Q: Apart from specific skills and experience, what other attributes do you look for when appointing a director to a board you chair?

It will vary depending on what you are looking for in a particular appointment. For any vacancy, I always start with the skills and experience an ideal board would have and then recruit against the gaps between the current board and the ideal board.

Q: How do you feel about board performance reviews? Have you observed a change in board behaviours as a result of a formal review?

External board reviews are great. They facilitate a discussion around both individual director contribution but also the collective way the board operates. I have seen boards that changed significantly in the way they operate, and particularly the interface with management improves by involving them in the review process.

Q: How do you attack a multi-hundred page board pack? How long does preparation for a typical board meeting take and how do you highlight or record the questions you want to raise in the board meeting?

Preparation for a board meeting can vary from a few hours if it is a light agenda to several days for a more complex agenda. All my board papers come electronically and I record my questions and highlight points to clarify on the electronic board pack.

Q: Have you ever had a mentor and if so, how did that assist you?

I have had many people over the years who I have regarded as mentors, although we never used that term. In governance they tended to be very experienced directors who were on boards I was just joining. It was (and still is) immensely valuable.

Q: Companies today are increasing their focus on ESG — environmental, social and governance issues. How do you reconcile these matters with ensuring companies you chair are delivering shareholder value?

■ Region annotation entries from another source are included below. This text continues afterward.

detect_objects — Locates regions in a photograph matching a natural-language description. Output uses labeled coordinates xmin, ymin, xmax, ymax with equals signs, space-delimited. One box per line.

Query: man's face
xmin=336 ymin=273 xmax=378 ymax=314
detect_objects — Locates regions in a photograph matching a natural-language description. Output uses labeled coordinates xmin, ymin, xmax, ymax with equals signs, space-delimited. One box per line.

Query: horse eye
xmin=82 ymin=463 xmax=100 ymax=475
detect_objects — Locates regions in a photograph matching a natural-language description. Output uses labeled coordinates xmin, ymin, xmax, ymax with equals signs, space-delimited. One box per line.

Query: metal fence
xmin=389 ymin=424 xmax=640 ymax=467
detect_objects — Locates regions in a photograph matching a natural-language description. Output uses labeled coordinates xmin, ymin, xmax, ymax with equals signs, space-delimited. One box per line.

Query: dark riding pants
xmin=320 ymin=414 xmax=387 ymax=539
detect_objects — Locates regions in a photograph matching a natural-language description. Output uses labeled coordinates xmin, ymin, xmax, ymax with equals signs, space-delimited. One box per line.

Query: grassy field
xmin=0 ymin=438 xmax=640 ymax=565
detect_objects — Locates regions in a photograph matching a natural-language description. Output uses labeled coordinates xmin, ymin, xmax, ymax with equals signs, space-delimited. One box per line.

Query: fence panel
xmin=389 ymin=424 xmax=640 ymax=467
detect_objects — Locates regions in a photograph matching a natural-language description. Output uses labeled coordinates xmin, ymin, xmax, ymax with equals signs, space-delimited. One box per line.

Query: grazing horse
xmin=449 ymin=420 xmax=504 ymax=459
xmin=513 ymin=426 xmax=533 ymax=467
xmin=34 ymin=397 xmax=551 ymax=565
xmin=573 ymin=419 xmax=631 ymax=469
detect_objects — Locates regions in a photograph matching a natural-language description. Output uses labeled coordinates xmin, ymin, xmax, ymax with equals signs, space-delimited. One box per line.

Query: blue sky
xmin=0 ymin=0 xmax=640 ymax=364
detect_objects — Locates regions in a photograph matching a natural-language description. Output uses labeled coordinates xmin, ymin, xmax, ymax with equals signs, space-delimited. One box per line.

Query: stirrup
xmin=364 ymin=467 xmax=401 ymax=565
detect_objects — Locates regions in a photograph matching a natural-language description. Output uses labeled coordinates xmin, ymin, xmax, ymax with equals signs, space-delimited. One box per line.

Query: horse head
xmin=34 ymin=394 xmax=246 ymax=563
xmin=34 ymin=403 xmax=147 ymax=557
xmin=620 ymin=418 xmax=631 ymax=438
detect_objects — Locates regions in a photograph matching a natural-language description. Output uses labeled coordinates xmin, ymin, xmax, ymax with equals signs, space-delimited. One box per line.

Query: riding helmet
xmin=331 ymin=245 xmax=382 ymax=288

I think that is easy. Adding shareholder value in the long term is what directors are charged with and ESG aligns completely with that. Taking short-term approaches that might have short-term upside but long-term downside is not in shareholders' best interests. Coming from a co-operative background where there were very long term horizons probably assists with this.

Q: As chair, how do you communicate with shareholders and key stakeholders?

As chair I try to visit major shareholders at least once a year. I also try to speak to the NZ Shareholders' Association as a proxy for retail shareholders regularly as well. One must never forget that directors serve at their behest.

Q: How do you stay current in terms of the knowledge and information you need as a professional director?

I attend a lot of events that people like the professional services firms and the Institute of Directors put on. As an example, I am attending the IoD annual conference this week. I also read a huge amount of material that is either directly or indirectly related to the roles I have.

- Tony Carter is one of New Zealand's most experienced directors and moved into corporate governance following a successful executive career, including as managing director of Foodstuffs. He chairs Fisher & Paykel Healthcare and Air New Zealand and is on the boards of ANZ NZ and Fletcher Building.